US and Taliban: ‘Negotiate and fight as if there were no negotiations’
Despite a deal to negotiate, neither the United States nor the Taliban has declared a ceasefire or a promise to stop fighting, Middle East expert Phyllis Bennis told RT.
Meanwhile, the shaky peace process in Afghanistan is under
threat, after President Karzai suspended talks with the US on a
new security deal in response to Washington’s U-turn decision to
open direct negotiations with the Taliban.
RT: It looks like the two sides have very different objectives from the start – is it actually a road to peace?
Phyllis Bennis: This is the only possibility for peace negotiations that have any chance at all. But of course it’s going to be a very difficult one because as you say – the two sides – there really are 3 sides – have very different agendas going in. President Obama in his speech in the G8 summit talked about how we needed an Afghan led, Afghan owned process, meaning for him that the Afghan government has to be involved. But of course the actual process is not involving the Afghan government- it’s directly between the US and the Taliban. So there’s a difference there between what he said and the actual plan
They also see the opening of this new office in Doha as a way of opening up to the rest of the world – ending their isolation perhaps. I think that’s one of their major goals.

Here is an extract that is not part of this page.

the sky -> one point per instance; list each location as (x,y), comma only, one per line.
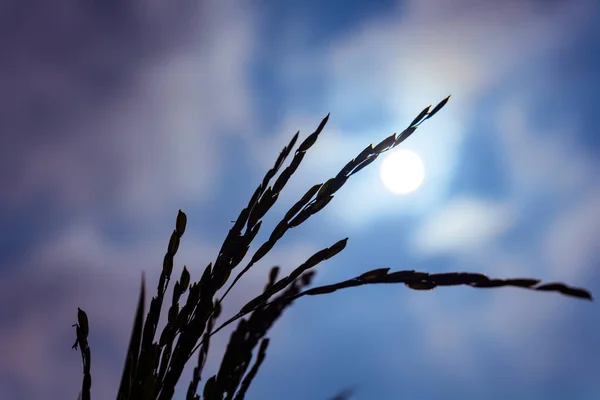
(114,115)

RT: Having said that, the Taliban also never said they
would stop fighting despite the agreement to negotiate. Why isn’t
Washington demanding that at least they suspend the attacks?
PB: Well, I think if they did they would have to suspend their own attacks. The Taliban position is very much a reflection of what was the semi-official position of the US during the negotiations with Vietnam after 1973 the Henry Kissinger led ‘peace process’ (so-called) where the US talked about how ‘we will negotiate as if there were no war and we will fight as if there were no negotiations.’ This is what the Taliban are doing.
Neither side has agreed to stop fighting: The Taliban has not, the US has not. So I think the one that gets left out in the cold here is the Karzai government, and of course there’s a serious problem for Karzai because – and he has come back against the US and said ‘we’re cancelling talks not only around these Doha processes, but we’re cancelling talks with the US over the stationing of troops after 2014.’ What becomes very important because the model here is Iraq, where the inability of the US to convince the Iraqi government to allow them full immunity for their troops. The Iraqis simply stopped negotiating and the US was forced to pull out all their troops. And all the Pentagon-paid mercenaries were contractors – something that they certainly do not want to do in Afghanistan.